Asking for a unit change can be a sensitive topic when it comes to working in a hospital. For those of you who are new to healthcare, it may seem trivial. However, units are coveted for many reasons. Knowing when and how to ask for a unit change may increase your chances of actually achieving your goals. We’ve compiled a few tips on when and how to ask
When it comes to hospitals, units come in all shapes, sizes. Not to mention, nurses that are currently working in those coveted units hardly ever leave. Some of the hardest units to transfer into include: Neonatal, Maternity, Emergency, and the ICU.
Before you ask for a unit change, there are a few things to consider. First, do you have the proper credentials you need to transfer to the unit you desire? Ensuring that you have all the necessary credentials is a vital requirement before reaching out to your nurse manager to request the change.
Additionally, you will want to talk with as many nurses that are currently working in that unit to determine how many years of experience they have and what additional training they’ve received. Although it might not be a requirement, you’ll often find that additional training could increase your chances.
This is a big one. Once you’re confident that you have the right credentials and experience, you will want to consider your tenure. How many other employees are also trying to transfer to your desired department/unit? Have they worked at the hospital longer than you? Many nurse managers will often transfer the nurse or employee that meets the above criteria and has been with the hospital longer.
This is not always the case, but it is something you may want to consider to help keep your expectations where they need to be. No one may wish to transfer into the unit you desire. It’s also possible that ten people have been on the waiting list for years. Understanding where you are in the queue is vital.
If you meet the above criteria and think it’s time to ask for a unit change, we’ve compiled a script below to help guide you. If you would like to increase your chances, it’s also advised to obtain a letter of recommendation from a superior.
I have been working at (hospital name) for (insert time) in the (insert department name).

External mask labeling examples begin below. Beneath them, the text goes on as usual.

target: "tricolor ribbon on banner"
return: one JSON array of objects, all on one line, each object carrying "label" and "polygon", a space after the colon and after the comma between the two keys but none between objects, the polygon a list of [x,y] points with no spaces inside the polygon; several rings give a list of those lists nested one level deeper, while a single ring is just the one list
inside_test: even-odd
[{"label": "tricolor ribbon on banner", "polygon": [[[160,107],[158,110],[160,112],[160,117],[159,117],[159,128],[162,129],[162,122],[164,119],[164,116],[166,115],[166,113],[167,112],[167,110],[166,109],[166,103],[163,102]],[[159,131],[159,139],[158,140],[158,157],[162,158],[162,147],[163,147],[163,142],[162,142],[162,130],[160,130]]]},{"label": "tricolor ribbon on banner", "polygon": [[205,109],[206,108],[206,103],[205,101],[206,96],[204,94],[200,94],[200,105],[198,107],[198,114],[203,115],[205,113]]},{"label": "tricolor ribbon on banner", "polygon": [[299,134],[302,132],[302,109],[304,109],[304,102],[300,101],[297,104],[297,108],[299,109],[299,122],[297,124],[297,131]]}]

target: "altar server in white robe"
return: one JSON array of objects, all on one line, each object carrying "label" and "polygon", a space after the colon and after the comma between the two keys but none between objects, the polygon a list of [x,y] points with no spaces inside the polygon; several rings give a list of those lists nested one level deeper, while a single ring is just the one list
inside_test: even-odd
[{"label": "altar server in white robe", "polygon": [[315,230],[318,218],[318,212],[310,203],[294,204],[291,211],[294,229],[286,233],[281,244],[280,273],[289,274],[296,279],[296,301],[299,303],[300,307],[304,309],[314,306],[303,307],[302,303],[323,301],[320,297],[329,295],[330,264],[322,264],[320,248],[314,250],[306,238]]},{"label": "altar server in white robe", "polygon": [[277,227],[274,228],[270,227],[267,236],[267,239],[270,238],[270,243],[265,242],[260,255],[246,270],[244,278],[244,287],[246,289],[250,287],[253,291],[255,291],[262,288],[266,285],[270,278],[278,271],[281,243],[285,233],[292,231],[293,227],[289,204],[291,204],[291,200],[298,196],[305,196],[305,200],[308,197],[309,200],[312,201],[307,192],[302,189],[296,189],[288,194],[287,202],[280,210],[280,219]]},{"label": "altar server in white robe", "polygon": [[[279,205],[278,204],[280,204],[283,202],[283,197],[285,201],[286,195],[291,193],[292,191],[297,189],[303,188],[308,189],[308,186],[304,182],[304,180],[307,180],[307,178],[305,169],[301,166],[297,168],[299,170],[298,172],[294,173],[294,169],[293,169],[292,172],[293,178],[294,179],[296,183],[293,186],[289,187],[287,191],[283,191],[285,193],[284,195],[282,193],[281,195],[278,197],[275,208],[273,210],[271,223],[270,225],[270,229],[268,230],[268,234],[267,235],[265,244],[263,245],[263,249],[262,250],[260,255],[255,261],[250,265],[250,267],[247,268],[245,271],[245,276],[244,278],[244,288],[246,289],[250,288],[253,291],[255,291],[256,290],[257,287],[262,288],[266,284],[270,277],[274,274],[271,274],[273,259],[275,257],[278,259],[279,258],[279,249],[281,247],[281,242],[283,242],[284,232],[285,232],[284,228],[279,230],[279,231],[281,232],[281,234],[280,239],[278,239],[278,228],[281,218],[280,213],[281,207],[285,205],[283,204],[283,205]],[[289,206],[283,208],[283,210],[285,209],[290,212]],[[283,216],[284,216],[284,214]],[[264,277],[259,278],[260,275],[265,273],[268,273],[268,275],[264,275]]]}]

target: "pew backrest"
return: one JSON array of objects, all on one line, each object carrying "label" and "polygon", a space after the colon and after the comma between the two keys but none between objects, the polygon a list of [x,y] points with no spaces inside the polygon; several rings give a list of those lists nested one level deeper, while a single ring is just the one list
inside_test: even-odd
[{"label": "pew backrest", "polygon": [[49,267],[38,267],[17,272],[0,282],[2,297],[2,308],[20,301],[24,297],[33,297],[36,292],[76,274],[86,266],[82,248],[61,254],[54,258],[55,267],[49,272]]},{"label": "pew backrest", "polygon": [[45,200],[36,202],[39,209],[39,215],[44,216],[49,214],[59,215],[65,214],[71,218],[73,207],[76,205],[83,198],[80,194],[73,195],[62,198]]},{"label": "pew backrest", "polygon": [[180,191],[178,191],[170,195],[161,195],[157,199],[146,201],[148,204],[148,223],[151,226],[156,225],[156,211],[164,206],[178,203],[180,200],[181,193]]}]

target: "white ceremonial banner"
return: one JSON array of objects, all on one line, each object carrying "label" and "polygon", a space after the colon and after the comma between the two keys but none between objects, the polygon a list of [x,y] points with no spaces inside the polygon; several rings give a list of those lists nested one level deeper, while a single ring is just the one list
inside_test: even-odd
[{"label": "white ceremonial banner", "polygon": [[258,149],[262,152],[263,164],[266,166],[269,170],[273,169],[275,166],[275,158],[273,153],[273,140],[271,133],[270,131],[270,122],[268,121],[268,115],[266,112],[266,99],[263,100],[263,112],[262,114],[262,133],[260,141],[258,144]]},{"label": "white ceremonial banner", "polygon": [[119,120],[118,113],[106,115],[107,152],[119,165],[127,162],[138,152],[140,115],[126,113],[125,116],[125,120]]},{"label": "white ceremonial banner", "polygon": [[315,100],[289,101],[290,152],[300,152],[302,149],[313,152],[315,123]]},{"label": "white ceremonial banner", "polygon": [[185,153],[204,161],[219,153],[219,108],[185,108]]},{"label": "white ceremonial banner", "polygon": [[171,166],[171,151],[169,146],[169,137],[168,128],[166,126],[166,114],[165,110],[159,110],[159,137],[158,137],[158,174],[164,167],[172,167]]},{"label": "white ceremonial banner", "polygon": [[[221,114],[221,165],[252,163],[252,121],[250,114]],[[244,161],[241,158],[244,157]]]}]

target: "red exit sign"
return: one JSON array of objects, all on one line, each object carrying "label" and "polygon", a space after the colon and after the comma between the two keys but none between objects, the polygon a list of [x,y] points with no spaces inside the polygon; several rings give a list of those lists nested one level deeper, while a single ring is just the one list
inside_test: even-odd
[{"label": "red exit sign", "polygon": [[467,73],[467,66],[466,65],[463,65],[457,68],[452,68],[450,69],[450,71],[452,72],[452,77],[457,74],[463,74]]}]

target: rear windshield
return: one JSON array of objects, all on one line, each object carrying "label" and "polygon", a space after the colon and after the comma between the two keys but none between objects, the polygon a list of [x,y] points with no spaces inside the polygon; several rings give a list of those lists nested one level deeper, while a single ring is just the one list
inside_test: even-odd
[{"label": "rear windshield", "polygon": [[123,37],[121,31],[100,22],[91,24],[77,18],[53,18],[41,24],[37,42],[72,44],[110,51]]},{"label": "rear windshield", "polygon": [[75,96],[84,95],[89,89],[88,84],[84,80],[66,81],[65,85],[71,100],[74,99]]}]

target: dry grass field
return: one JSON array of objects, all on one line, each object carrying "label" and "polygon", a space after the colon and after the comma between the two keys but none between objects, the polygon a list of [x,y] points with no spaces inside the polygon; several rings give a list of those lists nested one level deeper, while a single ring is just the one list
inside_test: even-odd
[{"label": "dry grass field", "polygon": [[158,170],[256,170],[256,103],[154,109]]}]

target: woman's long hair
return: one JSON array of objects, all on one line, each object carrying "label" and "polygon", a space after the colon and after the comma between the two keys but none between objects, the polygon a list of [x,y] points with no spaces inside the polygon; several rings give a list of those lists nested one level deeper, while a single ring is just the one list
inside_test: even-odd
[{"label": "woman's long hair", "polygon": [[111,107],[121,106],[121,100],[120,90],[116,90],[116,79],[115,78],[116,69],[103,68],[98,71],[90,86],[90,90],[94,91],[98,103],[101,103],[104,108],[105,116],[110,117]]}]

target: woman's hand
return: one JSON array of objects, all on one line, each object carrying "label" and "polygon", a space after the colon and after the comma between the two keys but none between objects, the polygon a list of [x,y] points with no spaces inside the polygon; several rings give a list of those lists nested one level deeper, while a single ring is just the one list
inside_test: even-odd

Although I have felt at home in this unit and am incredibly thankful for the opportunity and everything that I have learned to date, I am looking to take the next step in my career here (insert hospital name). I would like to schedule a time to discuss my goals to see if there are any open positions that would help me take a step closer to my career goals. Would it be possible to schedule an appointment with you next week?
Once you have this call, send the email or drop in to request this – you’ll then need to prepare for your appointment. This will require you to have all your ducks in a row. Ensure that you have your obtained required credentials and a list of things you’ve accomplished in your current position.
During your appointment, you will want to let the nurse manager know that your career goals are X, and you’ve taken Y steps to get to the point you’re at. It’s your goal to become a (insert goal) by (insert time). Ask the manager if there are any open positions or opportunities.
If there are no open positions available, you can offer yourself to be on call for when one of the nurses may call out sick. This will be a slower process to getting your foot in the door, and you may only get to work a few shifts a year until someone resigns, but you’ll then be a familiar face in the unit, and the transition will be a no-brainer for the nurse manager.
Sometimes when a manager doesn’t have the exact unit you want available, they will understand your drive and will be willing to transition you into a similar position or unit that could be a stepping stone for your future goals.